If you are evaluating various investments and saving schemes
to build a solid corpus to fund your growing child's higher education and other
important events of his life, search and compare child insurance plans. Giving
college education to children has become very difficult without proper planning
unless you are very rich. Child insurance plans promote systematic savings and
good returns on your investment. The insurance quotient of these plans makes
them an invincible product to cater child needs and fortifying his future.
These plans fall under the category of investment cum insurance plans. Unlike
other popular saving and investing schemes like Mutual funds, Public provident
fund (PPF), National savings scheme (NSC) etc the child insurance plans protect
the child from the financial hazards arising from untimely death of the
policyholder parent.
In the event of the unfortunate demise of the policy taking
parent the insurance company waives off the remaining premiums and continues
the policy. The company pays the sum assured to the child at the maturity of
the policy. To understand the plan better you may take assistance from a
qualified life insurance expert. Child insurance plans can be either
participating life insurance plans or non-participating life insurance plans.
In participating plans you are eligible to share the profits of the company in
proportion to the premium paid by you along with the sum assured. In
non-participating plans you get the guaranteed maturity benefit and death
benefit with no share in the profits.
Some people argue that why they should have child insurance
plan and start paying premiums now when there are options of education loans
available. They strengthen their argument by saying that at present they don't
know the potential of their child. Maybe when he grows up he won't go for
higher education or would have some other talent like entrepreneurship.
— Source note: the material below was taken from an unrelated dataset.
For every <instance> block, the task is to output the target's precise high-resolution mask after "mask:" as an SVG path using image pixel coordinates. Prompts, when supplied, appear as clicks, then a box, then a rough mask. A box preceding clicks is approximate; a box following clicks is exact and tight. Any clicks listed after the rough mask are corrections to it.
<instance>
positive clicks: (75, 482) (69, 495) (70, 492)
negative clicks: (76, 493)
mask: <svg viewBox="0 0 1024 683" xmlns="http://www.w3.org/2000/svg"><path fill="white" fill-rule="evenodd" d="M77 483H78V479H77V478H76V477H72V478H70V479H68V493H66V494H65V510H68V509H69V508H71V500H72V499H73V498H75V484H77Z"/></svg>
To such
parents the answer would be, these plans help generating a good amount of
corpus and readies the child with a good amount of money that can be either
invested in studies or in some business or in any other important event like
marriage.
Education loans are a good option and are very popular but
they put a big burden of repayment on your child's shoulders right from the
starting of their careers. Such burden compels them to take a good employment
in order to be able to pay off the loans. In the pressure of such burden they
can't even think of taking up entrepreneurship as they can't afford the
gestation period. Moreover, in some cases their other life goals like getting
married or buying a house get delayed.